Games im Stile von Fire Watch oder The Long Journey Home verstehen es, mit eindrucksvollen Bildern eine berührende Geschichte zu erzählen. Mit The First Tree präsentiert ein einziger Entwickler namens David Wehle ein exploratives Adventure, welches ihr aus der Perspektive einer Füchsin erlebt, die sich auf die Suche nach ihren Kindern begibt. Ob das tierische Abenteuer auch uns ergreifen konnte und was euch am Ende der Reise erwartet, erfahrt ihr in unserem Test.

Story: Meine Freundin, die Füchsin

Mit einem Spielumfang von rund zwei Stunden kreiert David Wehle mit einem ganz besonderen Setting eine Story rund um den Verlust eines jungen Pärchens. Joseph erwacht aus einem merkwürdigen Traum, in dem er in die Rolle einer Füchsin schlüpft und teilt seine Gedanken dazu mit seiner Freundin.
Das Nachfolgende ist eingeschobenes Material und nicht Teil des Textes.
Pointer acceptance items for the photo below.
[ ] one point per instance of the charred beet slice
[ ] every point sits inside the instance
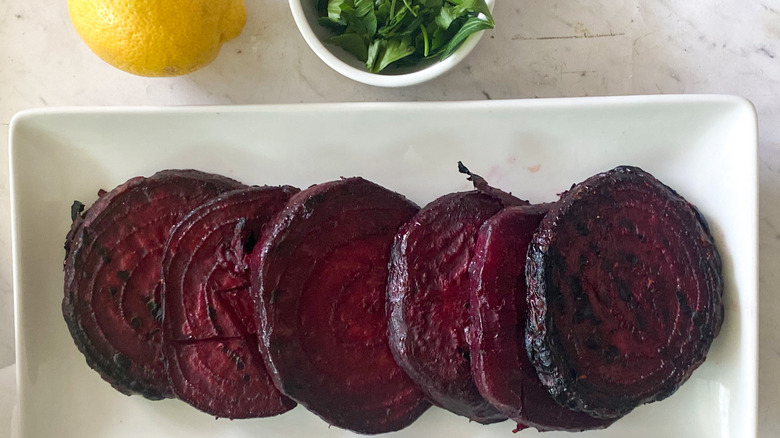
(319, 275)
(209, 330)
(625, 293)
(428, 300)
(499, 363)
(112, 274)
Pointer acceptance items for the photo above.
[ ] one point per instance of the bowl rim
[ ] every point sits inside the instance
(401, 80)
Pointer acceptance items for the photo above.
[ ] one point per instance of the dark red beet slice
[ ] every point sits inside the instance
(112, 274)
(209, 330)
(319, 279)
(428, 299)
(625, 293)
(502, 371)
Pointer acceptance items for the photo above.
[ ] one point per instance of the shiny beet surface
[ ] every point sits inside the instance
(112, 287)
(625, 293)
(209, 330)
(319, 281)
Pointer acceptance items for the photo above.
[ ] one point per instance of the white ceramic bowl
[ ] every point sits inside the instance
(305, 16)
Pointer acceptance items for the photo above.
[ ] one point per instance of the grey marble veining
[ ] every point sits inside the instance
(539, 49)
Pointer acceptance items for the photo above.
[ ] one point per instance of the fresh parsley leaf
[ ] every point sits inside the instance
(352, 43)
(383, 32)
(472, 25)
(384, 52)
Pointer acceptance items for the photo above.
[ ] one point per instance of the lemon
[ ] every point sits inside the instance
(157, 37)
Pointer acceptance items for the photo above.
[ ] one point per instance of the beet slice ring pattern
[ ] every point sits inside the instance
(428, 298)
(502, 371)
(319, 279)
(112, 274)
(209, 330)
(625, 293)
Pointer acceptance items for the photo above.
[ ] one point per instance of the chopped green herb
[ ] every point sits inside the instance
(383, 32)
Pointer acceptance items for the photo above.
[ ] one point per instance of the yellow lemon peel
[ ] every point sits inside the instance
(157, 37)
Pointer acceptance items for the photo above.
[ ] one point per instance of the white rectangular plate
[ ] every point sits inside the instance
(703, 146)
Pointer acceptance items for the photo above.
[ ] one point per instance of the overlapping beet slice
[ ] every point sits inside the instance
(319, 278)
(428, 297)
(209, 330)
(625, 293)
(499, 362)
(112, 274)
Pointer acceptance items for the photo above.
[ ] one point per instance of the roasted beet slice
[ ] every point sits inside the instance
(625, 293)
(319, 279)
(209, 330)
(112, 274)
(499, 363)
(428, 298)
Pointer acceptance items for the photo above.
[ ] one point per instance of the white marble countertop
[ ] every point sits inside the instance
(539, 49)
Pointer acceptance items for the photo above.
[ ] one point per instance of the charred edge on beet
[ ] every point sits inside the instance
(550, 283)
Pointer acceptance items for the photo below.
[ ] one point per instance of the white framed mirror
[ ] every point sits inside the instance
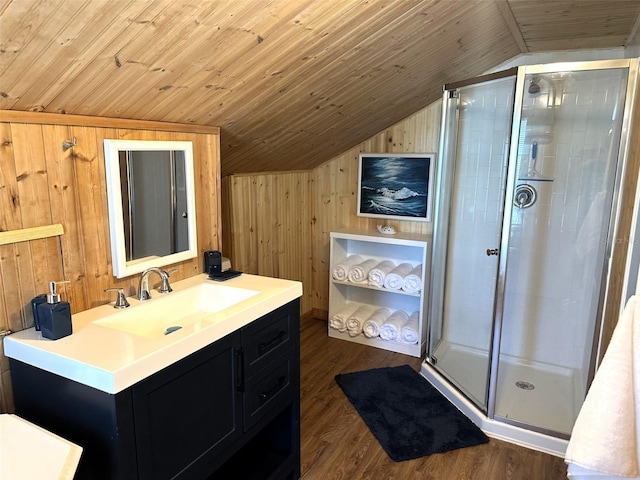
(151, 199)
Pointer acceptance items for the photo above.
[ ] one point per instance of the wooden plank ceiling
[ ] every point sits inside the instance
(291, 83)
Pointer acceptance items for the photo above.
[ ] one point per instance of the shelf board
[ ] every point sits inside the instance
(413, 350)
(370, 287)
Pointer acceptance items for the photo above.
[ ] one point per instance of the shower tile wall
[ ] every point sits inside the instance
(553, 278)
(555, 243)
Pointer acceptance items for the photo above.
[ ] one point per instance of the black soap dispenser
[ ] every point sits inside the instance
(54, 316)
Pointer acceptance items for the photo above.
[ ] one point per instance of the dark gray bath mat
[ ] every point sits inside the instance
(407, 415)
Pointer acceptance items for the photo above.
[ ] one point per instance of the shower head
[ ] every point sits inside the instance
(534, 86)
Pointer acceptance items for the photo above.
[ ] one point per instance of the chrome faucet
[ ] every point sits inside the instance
(143, 286)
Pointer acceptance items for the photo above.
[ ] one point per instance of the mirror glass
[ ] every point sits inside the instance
(151, 198)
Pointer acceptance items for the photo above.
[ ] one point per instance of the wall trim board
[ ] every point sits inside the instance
(33, 233)
(42, 118)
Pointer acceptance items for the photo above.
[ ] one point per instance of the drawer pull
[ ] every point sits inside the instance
(264, 396)
(239, 380)
(271, 344)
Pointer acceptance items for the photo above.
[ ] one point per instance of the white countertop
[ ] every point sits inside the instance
(28, 452)
(111, 360)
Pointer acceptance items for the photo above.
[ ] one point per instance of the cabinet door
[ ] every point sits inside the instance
(188, 412)
(269, 337)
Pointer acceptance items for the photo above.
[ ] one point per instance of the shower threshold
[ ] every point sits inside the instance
(549, 406)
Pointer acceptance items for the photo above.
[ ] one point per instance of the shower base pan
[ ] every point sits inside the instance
(516, 399)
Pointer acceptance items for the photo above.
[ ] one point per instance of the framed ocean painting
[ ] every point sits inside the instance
(396, 186)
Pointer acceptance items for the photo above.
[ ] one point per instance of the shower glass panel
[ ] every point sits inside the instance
(471, 188)
(567, 150)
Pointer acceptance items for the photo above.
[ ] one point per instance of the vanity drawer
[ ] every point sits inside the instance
(268, 337)
(267, 391)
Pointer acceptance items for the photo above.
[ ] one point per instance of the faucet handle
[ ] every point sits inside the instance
(166, 286)
(121, 301)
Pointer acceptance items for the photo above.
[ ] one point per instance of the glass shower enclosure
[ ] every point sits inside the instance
(528, 179)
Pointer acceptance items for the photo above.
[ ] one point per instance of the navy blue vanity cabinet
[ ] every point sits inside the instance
(229, 410)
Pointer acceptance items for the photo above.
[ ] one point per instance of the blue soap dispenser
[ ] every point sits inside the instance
(54, 316)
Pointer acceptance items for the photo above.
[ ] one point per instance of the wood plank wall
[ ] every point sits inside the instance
(279, 224)
(333, 206)
(267, 226)
(40, 184)
(336, 189)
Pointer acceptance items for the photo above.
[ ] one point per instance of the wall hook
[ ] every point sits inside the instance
(66, 144)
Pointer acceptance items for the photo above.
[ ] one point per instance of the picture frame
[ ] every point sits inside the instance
(396, 186)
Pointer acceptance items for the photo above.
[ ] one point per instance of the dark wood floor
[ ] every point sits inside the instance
(336, 444)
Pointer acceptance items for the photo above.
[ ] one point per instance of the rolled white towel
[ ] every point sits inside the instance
(377, 274)
(409, 331)
(372, 325)
(360, 273)
(339, 319)
(356, 320)
(413, 281)
(341, 270)
(395, 278)
(390, 329)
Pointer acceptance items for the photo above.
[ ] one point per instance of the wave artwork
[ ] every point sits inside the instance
(392, 186)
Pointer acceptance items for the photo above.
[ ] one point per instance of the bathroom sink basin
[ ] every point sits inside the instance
(190, 309)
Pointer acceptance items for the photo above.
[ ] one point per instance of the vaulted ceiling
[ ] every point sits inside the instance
(291, 83)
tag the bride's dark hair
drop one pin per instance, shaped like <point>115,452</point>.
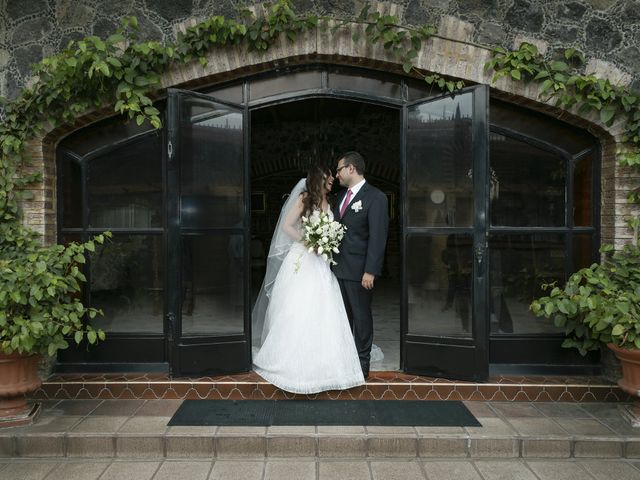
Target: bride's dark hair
<point>316,176</point>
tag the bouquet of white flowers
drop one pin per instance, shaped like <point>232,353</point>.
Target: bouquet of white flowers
<point>322,235</point>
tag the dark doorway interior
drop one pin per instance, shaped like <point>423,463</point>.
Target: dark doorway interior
<point>285,139</point>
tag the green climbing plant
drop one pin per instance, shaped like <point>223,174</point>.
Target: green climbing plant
<point>123,73</point>
<point>562,82</point>
<point>597,304</point>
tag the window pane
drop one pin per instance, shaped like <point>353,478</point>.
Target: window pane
<point>365,84</point>
<point>105,132</point>
<point>71,192</point>
<point>519,265</point>
<point>284,83</point>
<point>127,283</point>
<point>229,93</point>
<point>418,89</point>
<point>439,273</point>
<point>540,126</point>
<point>211,165</point>
<point>582,250</point>
<point>527,184</point>
<point>125,186</point>
<point>583,191</point>
<point>439,160</point>
<point>213,284</point>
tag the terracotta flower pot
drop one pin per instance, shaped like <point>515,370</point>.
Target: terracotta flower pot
<point>630,359</point>
<point>18,376</point>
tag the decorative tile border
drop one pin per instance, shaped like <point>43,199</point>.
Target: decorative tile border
<point>379,386</point>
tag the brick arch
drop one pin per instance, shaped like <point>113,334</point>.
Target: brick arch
<point>447,57</point>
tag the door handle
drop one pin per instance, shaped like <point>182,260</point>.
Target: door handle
<point>480,251</point>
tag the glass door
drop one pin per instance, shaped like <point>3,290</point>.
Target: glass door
<point>444,329</point>
<point>207,311</point>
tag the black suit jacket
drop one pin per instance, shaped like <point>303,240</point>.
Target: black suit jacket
<point>362,248</point>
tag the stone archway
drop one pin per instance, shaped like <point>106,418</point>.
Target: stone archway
<point>455,57</point>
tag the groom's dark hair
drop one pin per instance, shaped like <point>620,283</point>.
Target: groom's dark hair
<point>355,159</point>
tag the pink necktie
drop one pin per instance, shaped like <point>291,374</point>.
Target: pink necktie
<point>345,203</point>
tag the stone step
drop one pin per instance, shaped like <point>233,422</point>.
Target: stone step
<point>312,442</point>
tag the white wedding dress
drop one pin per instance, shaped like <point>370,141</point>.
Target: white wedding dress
<point>307,345</point>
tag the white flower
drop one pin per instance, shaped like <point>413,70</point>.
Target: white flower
<point>322,235</point>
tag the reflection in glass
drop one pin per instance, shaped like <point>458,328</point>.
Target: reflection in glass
<point>582,251</point>
<point>125,186</point>
<point>519,266</point>
<point>127,283</point>
<point>71,192</point>
<point>530,184</point>
<point>213,284</point>
<point>439,160</point>
<point>540,126</point>
<point>211,165</point>
<point>292,82</point>
<point>583,191</point>
<point>417,89</point>
<point>362,84</point>
<point>106,132</point>
<point>229,93</point>
<point>439,273</point>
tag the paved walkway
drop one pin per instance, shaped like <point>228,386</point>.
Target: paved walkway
<point>310,469</point>
<point>101,439</point>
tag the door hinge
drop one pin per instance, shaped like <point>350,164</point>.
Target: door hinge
<point>171,325</point>
<point>170,150</point>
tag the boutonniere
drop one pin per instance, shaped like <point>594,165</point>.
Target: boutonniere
<point>357,206</point>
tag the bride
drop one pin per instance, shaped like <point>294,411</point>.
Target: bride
<point>300,325</point>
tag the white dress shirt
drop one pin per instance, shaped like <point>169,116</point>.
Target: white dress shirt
<point>354,191</point>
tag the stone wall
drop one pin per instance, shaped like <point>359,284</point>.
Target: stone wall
<point>459,56</point>
<point>604,29</point>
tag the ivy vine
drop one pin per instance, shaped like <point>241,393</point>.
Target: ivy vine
<point>123,73</point>
<point>561,82</point>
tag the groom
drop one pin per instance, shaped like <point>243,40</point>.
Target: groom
<point>363,209</point>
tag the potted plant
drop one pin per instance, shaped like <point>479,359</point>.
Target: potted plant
<point>40,310</point>
<point>599,305</point>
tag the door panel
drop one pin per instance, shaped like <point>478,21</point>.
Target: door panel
<point>207,235</point>
<point>444,232</point>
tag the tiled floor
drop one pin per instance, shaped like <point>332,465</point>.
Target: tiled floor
<point>112,428</point>
<point>380,385</point>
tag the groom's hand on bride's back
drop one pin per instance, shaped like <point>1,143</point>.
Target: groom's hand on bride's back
<point>367,280</point>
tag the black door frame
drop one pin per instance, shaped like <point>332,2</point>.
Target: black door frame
<point>200,354</point>
<point>75,359</point>
<point>450,356</point>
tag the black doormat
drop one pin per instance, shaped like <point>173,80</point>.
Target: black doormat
<point>323,412</point>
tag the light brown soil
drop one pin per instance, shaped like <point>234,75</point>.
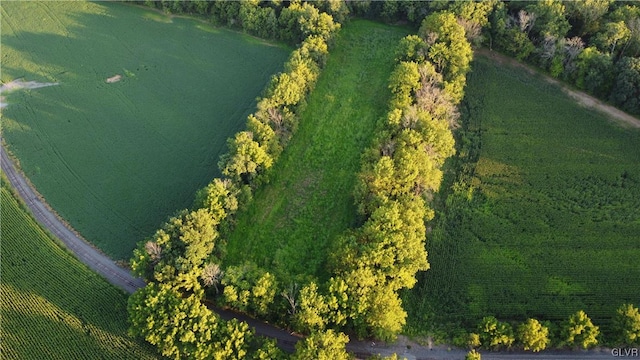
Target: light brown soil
<point>581,98</point>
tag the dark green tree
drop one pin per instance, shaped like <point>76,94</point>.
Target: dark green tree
<point>626,324</point>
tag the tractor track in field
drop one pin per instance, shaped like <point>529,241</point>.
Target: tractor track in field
<point>123,278</point>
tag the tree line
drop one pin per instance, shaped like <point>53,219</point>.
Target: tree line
<point>400,171</point>
<point>182,261</point>
<point>592,44</point>
<point>532,335</point>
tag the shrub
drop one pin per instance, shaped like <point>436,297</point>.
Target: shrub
<point>533,335</point>
<point>579,330</point>
<point>626,324</point>
<point>495,334</point>
<point>473,355</point>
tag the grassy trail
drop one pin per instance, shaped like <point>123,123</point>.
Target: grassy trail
<point>309,201</point>
<point>116,159</point>
<point>552,223</point>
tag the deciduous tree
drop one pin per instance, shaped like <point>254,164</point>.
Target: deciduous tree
<point>579,330</point>
<point>533,335</point>
<point>322,345</point>
<point>626,324</point>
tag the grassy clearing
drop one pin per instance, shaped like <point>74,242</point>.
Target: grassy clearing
<point>115,159</point>
<point>553,222</point>
<point>291,221</point>
<point>54,307</point>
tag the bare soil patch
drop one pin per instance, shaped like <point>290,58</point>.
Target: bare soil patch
<point>582,98</point>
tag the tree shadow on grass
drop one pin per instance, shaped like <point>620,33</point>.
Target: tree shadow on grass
<point>115,159</point>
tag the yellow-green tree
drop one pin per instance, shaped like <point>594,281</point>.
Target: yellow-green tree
<point>579,330</point>
<point>533,335</point>
<point>626,324</point>
<point>322,345</point>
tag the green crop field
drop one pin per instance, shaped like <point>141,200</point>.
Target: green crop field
<point>552,225</point>
<point>309,201</point>
<point>116,157</point>
<point>54,307</point>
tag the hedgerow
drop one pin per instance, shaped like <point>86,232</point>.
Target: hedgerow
<point>183,258</point>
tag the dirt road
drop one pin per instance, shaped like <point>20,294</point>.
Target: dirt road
<point>97,261</point>
<point>405,348</point>
<point>581,98</point>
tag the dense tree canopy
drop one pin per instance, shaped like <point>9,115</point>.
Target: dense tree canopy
<point>578,330</point>
<point>626,324</point>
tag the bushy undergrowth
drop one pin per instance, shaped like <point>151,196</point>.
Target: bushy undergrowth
<point>544,202</point>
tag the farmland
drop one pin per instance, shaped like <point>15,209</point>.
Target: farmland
<point>52,306</point>
<point>545,216</point>
<point>308,202</point>
<point>115,158</point>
An dieser Stelle kommt ihr ins Spiel und übernehmt die Rolle der sinngebenden Füchsin, die auf der Suche nach der Quelle des Lebens ist.

Durchstreift ihr anfangs noch endlose Schneelandschaften, erreicht ihr schon bald grüne Wiesen und beinahe mystische Wälder. Bei dieser Reise stößt sie mitunter auf ihre Jungen sowie auch auf verschiedene Erinnerungsstücke des jungen Paares, welches scheinbar einen traurigen Verlust erleben musste. Zunehmend verbinden sich die beiden Storylines und immer wieder rückt Josephs Vater in den Fokus, zu dem er trotz seiner tiefen Verbundenheit den Kontakt verloren hat.

Gameplay: Mit jedem Schritt eine neue Erkenntnis

The First Tree gestaltet sich als faszinierendes Third-Person-Erkundungsspiel, welches das allseits bekannte Thema Familie in den Vordergrund rückt sowie damit einhergehende, traurige Verluste. So spürt man quasi die Verzweiflung der Füchsin, die nach ihren Kindern sucht und stellt schnell fest, dass die Reise selbst das eigentliche Ziel ist. Auch die Quelle des Lebens lässt hier viele Interpretationsmöglichkeiten zu und versteht sich vielleicht als die Akzeptanz des Todes, der einen unaufhaltsamen Teil des Lebens darstellt. Daher ist es umso wichtiger, die gemeinsame Zeit zu nutzen und sich stets an den Wert eines Vertrauten zu erinnern, der Halt und Mut schenkt.

Balance: Dieses Spiel wirkt durch seine Geschichte

Da The First Tree voll und ganz durch seine Erzählung funktioniert, beschränkt sich das Game auf einen reinen Walking-Simulator und sowohl Rätsel als auch Action sucht man hier vergebens. Dies ist aber zu verschmerzen, da diese interaktive Geschichte allein auf der Macht der Bilder und Worte basiert.

Steuerung: Hier zeigt der Titel seine Grenzen

Schade ist allerdings, dass die Steuerung sich trotz der begrenzten Interaktionsmöglichkeiten als nicht ganz ruckelfrei entpuppt. So gibt es vor allem beim Springen immer wieder Probleme, sodass manche Anhöhen gerne mal zu einem lästigen Hindernis werden.

Grafik und Sound: Unaufdringlich und doch wirkungsvoll

Wenn auch man die technischen Grenzen des Spiels deutlich spürt, weiß die Low-Poly-Optik doch zu überzeugen, die sogar einen ganz besonderen Charme erzeugt. Neben den klaren und ruhigen Klängen tut die englische Vertonung ihr übriges und versprüht eine dezente und unaufdringliche Melancholie.